Further refine and develop my cello skills
Yay!

Finish and polish and start querying Orchestrated
Finished writing it and did a full edit on it, which is two out of three, anyway. Then the last quarter of 2009 happened and bam.

Keep on writing
Um. My writing has really, really, fallen by the wayside. I’m so tired that I can’t think ideas through any more. This really upsets me on one level, but on another I don’t have the energy to be upset. I suspect I’m shifting into a more editorial phase of my career, and you know, that’s just fine right now. After five books for the publisher and two and a half for myself over the past six years, I figure I’m entitled to some down time.

Start making all our own pasta
Fail! And all due to the unwillingness to invest in a pasta maker or attachment for the KitchenAid.

Plant, harvest, and preserve more vegetables from the garden
Win! We enlarged the garden by a quarter this year and got a really good crop of tomatoes, lettuce, peas, and carrots. We had a surprise cucumber plant emerge three months after we’d planted the seeds. The potatoes really worked well this summer, too, and they were delicious, although we didn’t’ get anything like a big yield (better than last year’s afterthought experiment, though). Our green onions did well too, but they were so small that it was hard to use them. It felt like I was wasting more than I actually got into the pot. Perhaps not the most efficient of crops; maybe full-size onions next year.

Save more money
Well, debt accumulation has been stopped in its tracks, but paying it off is happening very, very slowly. Part of this has to do with my income readjusting, since I no longer consult with the publisher and get large chunks of money as a result; I get smaller amounts trickling in on a pretty regular basis.


Wishes for 2010:

1. Further focus my energy on a smaller group of friends. This means narrowing my online circles as well as real life. I just don’t have the energy or the time; I can’t help or support everyone. HRH has already begun doing this in his own way. It’s not that I don’t like certain people with whom I’m easing myself out of a closer sphere of interaction; it’s mostly that I can see there are people who end up causing me exhaustion both mental and emotional, whether I enjoy interacting with them or not (and that covers both online and/or off).

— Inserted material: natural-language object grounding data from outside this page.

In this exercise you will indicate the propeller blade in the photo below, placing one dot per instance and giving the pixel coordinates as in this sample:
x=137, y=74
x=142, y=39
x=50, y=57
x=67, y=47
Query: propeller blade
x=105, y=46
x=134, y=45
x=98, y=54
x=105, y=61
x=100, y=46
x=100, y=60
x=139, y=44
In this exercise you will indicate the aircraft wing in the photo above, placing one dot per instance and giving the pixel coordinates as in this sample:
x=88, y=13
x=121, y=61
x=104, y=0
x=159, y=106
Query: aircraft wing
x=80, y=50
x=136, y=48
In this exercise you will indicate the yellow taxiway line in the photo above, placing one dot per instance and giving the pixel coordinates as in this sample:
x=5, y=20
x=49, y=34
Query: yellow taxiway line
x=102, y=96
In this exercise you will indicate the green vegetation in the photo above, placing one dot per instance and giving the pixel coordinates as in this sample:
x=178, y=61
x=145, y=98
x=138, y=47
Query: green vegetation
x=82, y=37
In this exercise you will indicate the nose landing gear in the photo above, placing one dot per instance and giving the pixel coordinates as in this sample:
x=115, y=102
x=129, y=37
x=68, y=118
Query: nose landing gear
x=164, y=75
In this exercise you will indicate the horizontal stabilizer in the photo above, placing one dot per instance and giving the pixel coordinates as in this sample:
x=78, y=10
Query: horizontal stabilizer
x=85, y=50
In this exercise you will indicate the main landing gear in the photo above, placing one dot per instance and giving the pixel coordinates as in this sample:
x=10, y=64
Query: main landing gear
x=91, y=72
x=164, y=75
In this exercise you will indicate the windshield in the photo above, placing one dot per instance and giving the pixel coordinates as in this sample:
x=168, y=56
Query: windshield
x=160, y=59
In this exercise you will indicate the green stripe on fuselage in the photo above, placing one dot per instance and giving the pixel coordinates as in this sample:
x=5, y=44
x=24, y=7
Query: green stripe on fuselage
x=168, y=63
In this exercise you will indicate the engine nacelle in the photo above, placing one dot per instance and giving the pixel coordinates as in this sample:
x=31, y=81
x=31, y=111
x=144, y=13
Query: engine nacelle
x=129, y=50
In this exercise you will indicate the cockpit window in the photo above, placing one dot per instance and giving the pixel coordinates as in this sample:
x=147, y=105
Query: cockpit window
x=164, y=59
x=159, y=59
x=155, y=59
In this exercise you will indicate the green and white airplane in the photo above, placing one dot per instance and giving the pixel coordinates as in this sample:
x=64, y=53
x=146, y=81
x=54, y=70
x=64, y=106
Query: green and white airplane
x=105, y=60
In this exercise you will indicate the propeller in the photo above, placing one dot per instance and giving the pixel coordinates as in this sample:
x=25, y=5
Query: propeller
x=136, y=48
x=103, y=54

2. Focus on my spinning. I going to let this be my relaxing thing for the year, and I’m not going to worry about using what I spin. A couple of months ago I decided that in early 2010 I’d open an Etsy shop and list stuff there as I spin it, and hey, if it sells, then I recoup the money for the fibre and some of the time, and I get to do more. It’s the process I love, not the product to be used for a specific project of mine. (Actually, I do love the product; I adore looking at skeins of yarn I’ve spun, and petting them, too. I just don’t want to be saddled with piles of them that I’ll never use.)

In Summary:

If I had to assign a value to 2009, I’d say that again, it’s been an overall good year. Watching the boy grow and develop in leaps and bounds (if one more person tells me that he’s ahead of his peer group in language, social, and physical terms I may pull my hair out) has been fabulous. HRH got his permanency, which means barring humungous disaster, we’ll be okay for the next twenty-five years as pertains to his career. We’re looking at a move to the south shore in 2010 as well, to be closer to HRH’s job and the boy’s kindergarten. I hate moving, but I’m actually looking forward to this because eof what it means to us.